By MEL ARTHUR, SARAH WU, and GABBY AVENA

Mel Arthur:
Once the theme of Thing Theory was suggested, I could hear everyone’s (including myself) mind go blank. The collective question of what even is Thing Theory permeated almost every meeting. Sarah even asked me to do a mock Q&A where I attempted, using my muse, Toni Morrison, to explain how was thinking about Thing Theory more generally. Though difficult, I think this has been my favorite theme of the Indicator so far. I am not sure about others, but examining the way I interact with the world around me how I, as something, live with/about/around all the things that make up the world has allowed me to think about the beauty of these interactions. I think about my moon necklace, how its sharp corners still me every time I reach to touch it. I think about the sounds the trees make or how the sun filters through the tree gaps on a particularly nice day. I am thinking about the desk I sit at every day, cluttered with my things from end to end, how I and only I know my way around that mess. There is a beauty in that I truly cannot put into words. I have tried, and I keep trying with this theme to let the things I exist around invite me into their living and teach me what it means to cherish & I hope that you all can do the same. Let the things that surround you move you, hold you, and most importantly, let them allow you to remember the true richness of feeling. 

Sarah Wu:
Have you ever encountered someone who saw you, less as a person, but more as a forever-person? A you that is defined to be a specific personhood, personality? I believe that the assumption of forever is a violent act of interpellation. It defines a person/thing. It is an assumption of what one is and not what one can be. Evergreen is a strange term because it assumes a forever-green. In today’s world, forever-green becomes the justification for various violences: 1) to enact harm against a green world that will forever heal itself or 2) to conserve the green to make it forever. In both worlds, the green never changes. I do not like the concept of Evergreen because I think of a forceful picture: silent green trees in a forest. I want to think about trees less about their foreverness, and more about their material presence. Have you ever tried being with a tree? The last thing that tree is, is forever. Just like us.
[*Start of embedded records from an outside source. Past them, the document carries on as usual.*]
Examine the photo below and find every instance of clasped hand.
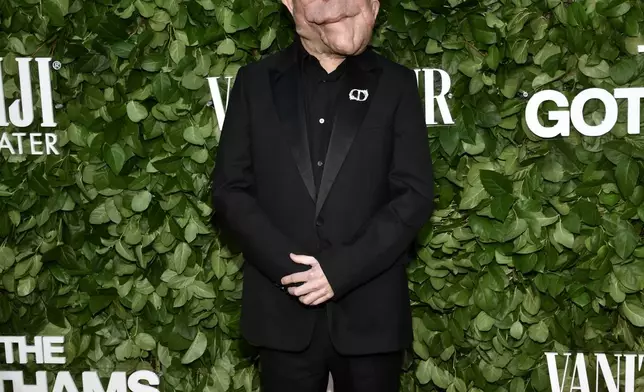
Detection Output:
[281,253,334,305]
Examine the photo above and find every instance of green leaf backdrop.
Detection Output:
[0,0,644,392]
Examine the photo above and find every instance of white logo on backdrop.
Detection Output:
[0,336,160,392]
[525,45,644,138]
[349,88,369,102]
[207,68,454,129]
[0,57,60,155]
[546,352,644,392]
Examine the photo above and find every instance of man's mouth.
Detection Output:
[311,14,357,26]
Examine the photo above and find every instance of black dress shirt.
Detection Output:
[296,39,349,192]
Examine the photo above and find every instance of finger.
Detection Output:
[300,289,327,305]
[311,293,333,305]
[289,253,317,265]
[280,270,312,285]
[288,280,322,297]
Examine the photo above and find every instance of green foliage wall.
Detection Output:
[0,0,644,392]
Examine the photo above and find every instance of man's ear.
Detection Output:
[282,0,293,15]
[370,0,380,20]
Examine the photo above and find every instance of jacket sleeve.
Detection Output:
[317,70,433,300]
[212,67,309,286]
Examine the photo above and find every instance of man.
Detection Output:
[213,0,433,392]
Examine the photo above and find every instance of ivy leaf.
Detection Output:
[171,242,192,274]
[131,190,152,212]
[458,186,489,210]
[528,321,550,343]
[480,170,512,196]
[217,38,235,56]
[613,225,639,259]
[134,332,157,351]
[127,101,148,122]
[103,143,125,174]
[416,359,434,385]
[615,159,640,197]
[181,331,208,365]
[554,221,575,248]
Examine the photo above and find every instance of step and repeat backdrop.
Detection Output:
[0,0,644,392]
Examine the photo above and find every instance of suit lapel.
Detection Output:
[315,63,379,218]
[270,54,316,200]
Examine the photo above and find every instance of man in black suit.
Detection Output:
[213,0,433,392]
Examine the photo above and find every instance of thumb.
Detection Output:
[289,253,316,265]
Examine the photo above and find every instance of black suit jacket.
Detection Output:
[212,45,433,354]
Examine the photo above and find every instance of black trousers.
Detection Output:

I want to think of all of you as forever-changing beings, writing lovely stories and creating beautiful art in The Indicator. Thank you for letting us peek at your materiality, your world, caught in this moment of time of (un)forever.

Gabby Avena:
I’m reading the two above notes, two stark takes on a word: evergreen as a reach toward, and as the touch of what it means to ‘be’. I’d like to think of this issue as the hyphen: holding the birth and the bones and the breath in between. It is the way time slips around a still image, it is the drag of the empty branch which spites your best.

In my poem this issue, I talk about the trees hands make. But if I had to be more precise, hands make those little bushels that gather into branches that gather into trees. All the writing in this issue are like these hands.